Inner Light

This shows the action of a hyperbolic Möbius transformation on the Riemann sphere. Specifically, the north and south poles are fixed points, and every other point is moving away from the north pole and towards the south pole.

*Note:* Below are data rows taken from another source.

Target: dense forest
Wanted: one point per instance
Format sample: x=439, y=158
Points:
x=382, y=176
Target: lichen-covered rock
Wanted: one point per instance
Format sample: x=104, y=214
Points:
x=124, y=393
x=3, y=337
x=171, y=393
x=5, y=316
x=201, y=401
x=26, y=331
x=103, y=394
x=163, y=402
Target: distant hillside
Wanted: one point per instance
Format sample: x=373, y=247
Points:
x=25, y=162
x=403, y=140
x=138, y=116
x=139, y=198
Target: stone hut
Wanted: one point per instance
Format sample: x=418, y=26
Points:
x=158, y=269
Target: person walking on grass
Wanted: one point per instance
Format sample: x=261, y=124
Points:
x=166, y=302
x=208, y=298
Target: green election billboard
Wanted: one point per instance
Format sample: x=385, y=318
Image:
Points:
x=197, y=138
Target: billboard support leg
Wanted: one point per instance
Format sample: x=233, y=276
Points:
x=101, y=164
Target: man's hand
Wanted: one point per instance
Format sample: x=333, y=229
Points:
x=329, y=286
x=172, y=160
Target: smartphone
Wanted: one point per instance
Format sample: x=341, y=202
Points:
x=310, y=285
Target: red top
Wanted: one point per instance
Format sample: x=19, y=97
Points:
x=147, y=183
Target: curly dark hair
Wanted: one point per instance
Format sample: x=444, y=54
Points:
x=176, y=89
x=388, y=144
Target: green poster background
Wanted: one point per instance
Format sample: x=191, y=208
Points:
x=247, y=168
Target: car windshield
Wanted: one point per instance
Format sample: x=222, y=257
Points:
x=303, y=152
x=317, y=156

Under stereographic projection, this simply corresponds to scaling the complex plane. So in fact what I'm doing in the animation is scaling a bunch of concentric circles in the plane, then mapping them to the sphere by inverse stereographic projection. Specifically, I have circles of radii $1, 5/4, 3/2, \dots , 30$ that I'm linearly interpolating between, as well as circles of all reciprocal radii. Under inverse stereographic projection these gives circles of latitude that are steadily moving south.

Here's the code:

InverseStereo3D[{x_, y_}] := {2 x/(1 + x^2 + y^2), 2 y/(1 + x^2 + y^2), (1 - x^2 - y^2)/(1 + x^2 + y^2)};

With[{n = 100, th = .02, d = 1/4, viewpoint = 5 {1, 0, 1/4}, 
  cols = RGBColor /@ {"#41506B", "#35BCBF", "#263849"}},
 Manipulate[
  Graphics3D[
   {Table[
     Tube[
      Table[
       InverseStereo3D@((r + s) {Cos[θ],  Sin[θ]}), {θ, 0, 2 π, 2 π/n}],
      th],
     {r, 1, 30, d}],
    Table[
     Tube[
      Table[
       InverseStereo3D@(1/(r - s) {Cos[θ], Sin[θ]}), {θ, 0, 2 π, 2 π/n}],
      th],
     {r, 1 + d, 30, d}]},
   PlotRange -> 1.1, ViewAngle -> π/13, SphericalRegion -> True, 
   ImageSize -> 540, Boxed -> False, ViewPoint -> viewpoint, Background -> cols[[-1]],
   Lighting -> {{"Point", cols[[1]], {0, 0, .9}}, {"Point", cols[[2]], {0, 0, -1}}, {"Ambient", cols[[-1]], viewpoint}}],
  {s, 0, d}]
 ]